Session 1: Understanding your ADHD

What we’ll focus on today:

  • What ADHD is and its main characteristics (Inattention, hyperactivity, impulsivity)
  • The different types of ADHD and how they present
  • How ADHD affects the brain and executive functioning
  • The impact of ADHD on daily activities, relationships, and emotional health
  • How ADHD symptoms can change from childhood to adulthood
  • Practical reflection: Recognising ADHD traits in your own life
  • Strengths and the positive aspects of ADHD

Definition of ADHD

ADHD (Attention-Deficit/Hyperactivity Disorder) is a neurodevelopmental condition. It typically shows up in three main areas:

Inattention:

Finding it hard to stay focused, easily distracted

Hyperactivity:

Feeling restless or needing to move

Impulsivity:

Acting on urges without thinking them through

ADHD affects both children and adults. It can impact school, work, relationships, and daily life. Importantly, ADHD isn’t about laziness or lack of motivation – it’s a real, brain-based difference that can feel overwhelming. But with understanding, support and the right strategies, ADHD can be managed and even become a source of strength.

Core symptoms

Here’s a quick look at the main symptoms:

Reflection: What symptoms do you experience? You may find it useful to complete a symptoms tracker for you to become more aware of which ones you notice.

  • Trouble focusing, especially on boring tasks
  • Getting distracted easily
  • Forgetting daily things (keys, tasks, appointments)
  • Struggling to stay organised
  • Feeling restless or fidgety
  • Acting on impulses, interrupting others
  • Making quick decisions without thinking
  • Finding it hard to wait for your turn

Types of ADHD

Research by Barkley (2015) indicates that inattention in ADHD isn’t simply a difficulty in focusing.
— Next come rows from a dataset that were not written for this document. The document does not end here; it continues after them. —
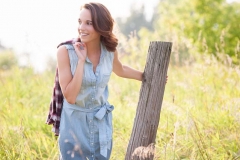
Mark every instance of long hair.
[81,2,118,52]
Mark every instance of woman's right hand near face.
[73,42,87,62]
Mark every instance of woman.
[57,3,143,160]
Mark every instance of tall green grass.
[0,47,240,160]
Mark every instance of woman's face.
[78,8,100,43]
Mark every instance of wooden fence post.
[125,41,172,160]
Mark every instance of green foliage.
[0,33,240,160]
[154,0,240,63]
[0,50,17,70]
[116,4,153,36]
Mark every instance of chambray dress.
[58,44,114,160]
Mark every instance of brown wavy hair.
[81,2,118,52]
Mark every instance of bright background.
[0,0,158,70]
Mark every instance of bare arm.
[57,43,85,104]
[113,51,143,81]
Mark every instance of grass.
[0,49,240,160]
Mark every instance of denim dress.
[58,44,114,160]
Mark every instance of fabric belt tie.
[95,104,114,157]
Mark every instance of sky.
[0,0,237,71]
[0,0,158,71]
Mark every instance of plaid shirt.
[46,39,80,136]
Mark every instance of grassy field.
[0,47,240,160]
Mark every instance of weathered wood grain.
[125,41,172,160]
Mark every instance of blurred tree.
[116,4,153,36]
[153,0,240,62]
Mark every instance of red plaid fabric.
[46,39,80,136]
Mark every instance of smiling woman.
[52,3,143,160]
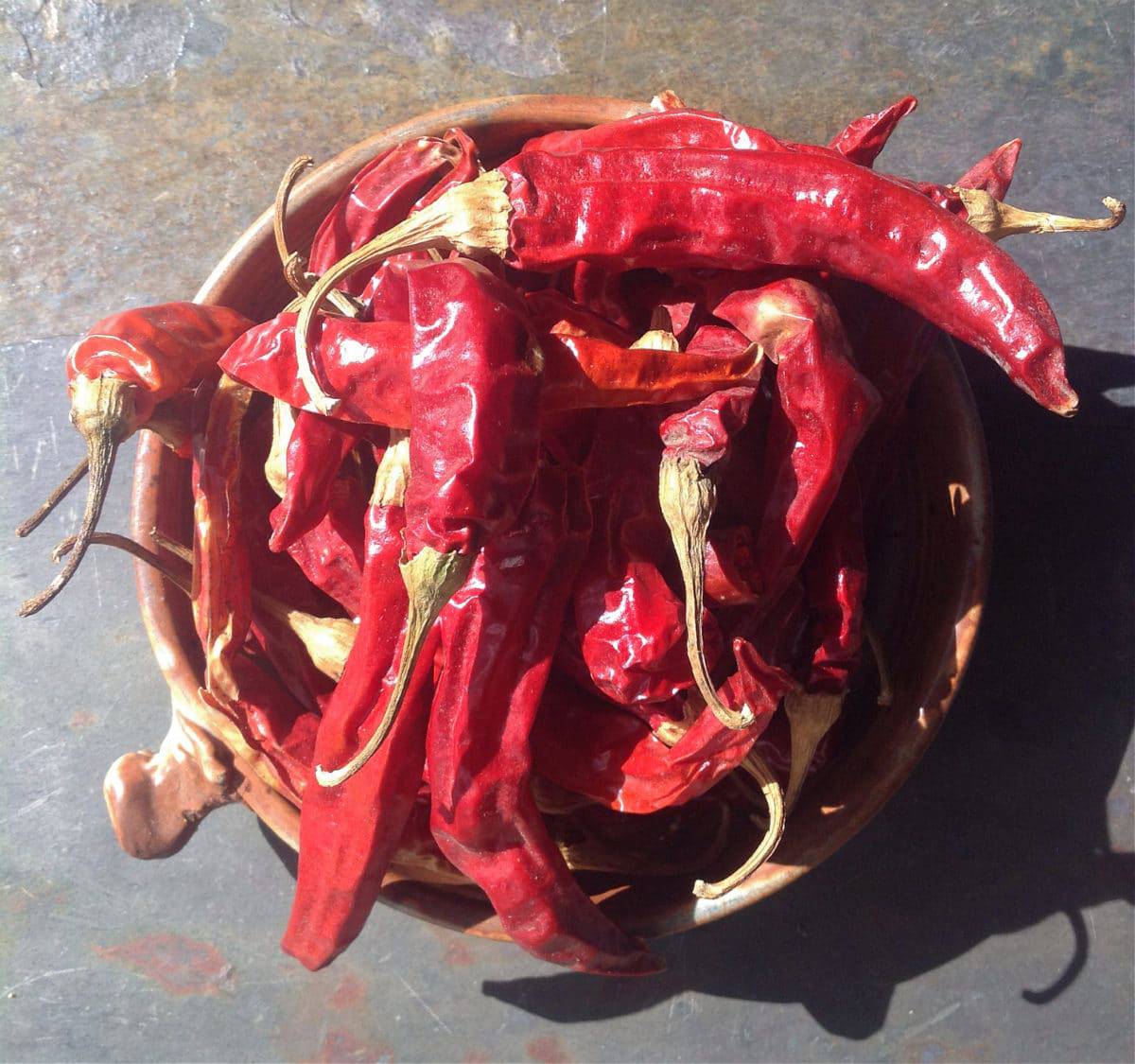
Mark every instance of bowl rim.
[131,95,989,939]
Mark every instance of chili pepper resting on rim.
[221,305,761,428]
[18,303,252,617]
[296,146,1119,414]
[316,261,539,786]
[427,460,663,975]
[283,439,432,968]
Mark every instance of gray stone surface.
[0,0,1135,1062]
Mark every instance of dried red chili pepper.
[784,468,867,812]
[828,96,918,166]
[221,305,760,428]
[268,410,359,551]
[283,439,443,968]
[427,466,663,974]
[658,385,762,728]
[714,280,880,607]
[533,638,793,813]
[308,130,479,294]
[17,303,252,617]
[316,261,539,786]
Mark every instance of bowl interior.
[131,96,988,937]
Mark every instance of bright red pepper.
[428,466,662,974]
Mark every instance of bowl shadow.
[482,348,1135,1039]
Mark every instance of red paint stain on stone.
[442,939,473,968]
[328,973,367,1009]
[316,1030,393,1064]
[524,1035,571,1064]
[95,933,233,997]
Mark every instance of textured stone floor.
[0,0,1135,1062]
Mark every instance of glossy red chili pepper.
[427,467,663,974]
[221,305,760,428]
[572,409,721,706]
[307,130,478,296]
[268,410,359,551]
[714,273,880,607]
[828,96,918,166]
[499,148,1076,414]
[17,303,252,617]
[533,639,793,813]
[193,376,252,700]
[283,435,446,968]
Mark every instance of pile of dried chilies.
[19,93,1124,974]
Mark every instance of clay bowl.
[131,96,988,937]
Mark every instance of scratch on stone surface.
[903,1002,961,1038]
[0,968,90,997]
[395,972,453,1035]
[0,787,63,824]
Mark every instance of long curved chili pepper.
[533,638,794,813]
[316,261,539,786]
[427,460,663,974]
[712,279,880,608]
[296,148,1112,414]
[784,467,867,812]
[19,303,252,617]
[221,305,761,428]
[283,440,432,968]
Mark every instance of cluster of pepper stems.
[19,93,1124,974]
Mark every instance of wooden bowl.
[124,96,988,938]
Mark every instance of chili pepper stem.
[863,619,895,709]
[950,184,1127,240]
[658,456,755,729]
[693,753,785,898]
[295,170,512,415]
[149,529,358,681]
[16,459,87,539]
[784,690,844,812]
[316,547,475,787]
[19,375,136,617]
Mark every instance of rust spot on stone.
[524,1035,572,1064]
[442,939,473,968]
[95,933,233,997]
[316,1030,393,1064]
[328,973,367,1009]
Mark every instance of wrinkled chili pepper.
[17,303,252,617]
[714,280,880,605]
[828,96,918,166]
[221,305,760,428]
[427,466,663,974]
[268,410,370,551]
[658,385,762,728]
[283,440,445,968]
[307,130,478,302]
[572,409,721,706]
[316,261,539,786]
[533,638,793,813]
[784,467,867,811]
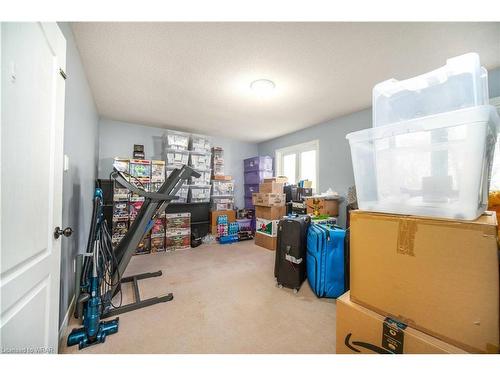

It also involves challenges with working memory and self-regulation of attention.

There are three primary subtypes related to ADHD:

  • Predominantly inattentive type: Mostly trouble focusing, forgetfulness
  • Predominantly hyperactive-impulsive type: Mostly physical restlessness and impulsivity
  • Combined type: A mix of both inattentive and hyperactive-impulsive symptoms

How ADHD affects daily life

Now that we know the common signs, symptoms and subtypes of ADHD, let’s explore how these might show up day-to-day:

Academic and work performance: Struggling to finish tasks, meet deadlines, or concentrate in classes or meetings.

Socialising and relationships: Finding it hard to follow conversations, pick up on social cues, or manage impulsive comments and behaviours.

Emotional regulation: Experiencing intense mood swings, low frustration tolerance, and trouble coping with stress.

Self-esteem: Ongoing challenges can lead to feelings of self-doubt or thinking you’re not ‘good enough’.

Time management: Difficulty estimating how long tasks will take and managing your time effectively

Planning and prioritising: Struggling to organise complex tasks and set clear priorities.

Emotional responses: Difficulties managing emotional reactions and navigating strong feelings.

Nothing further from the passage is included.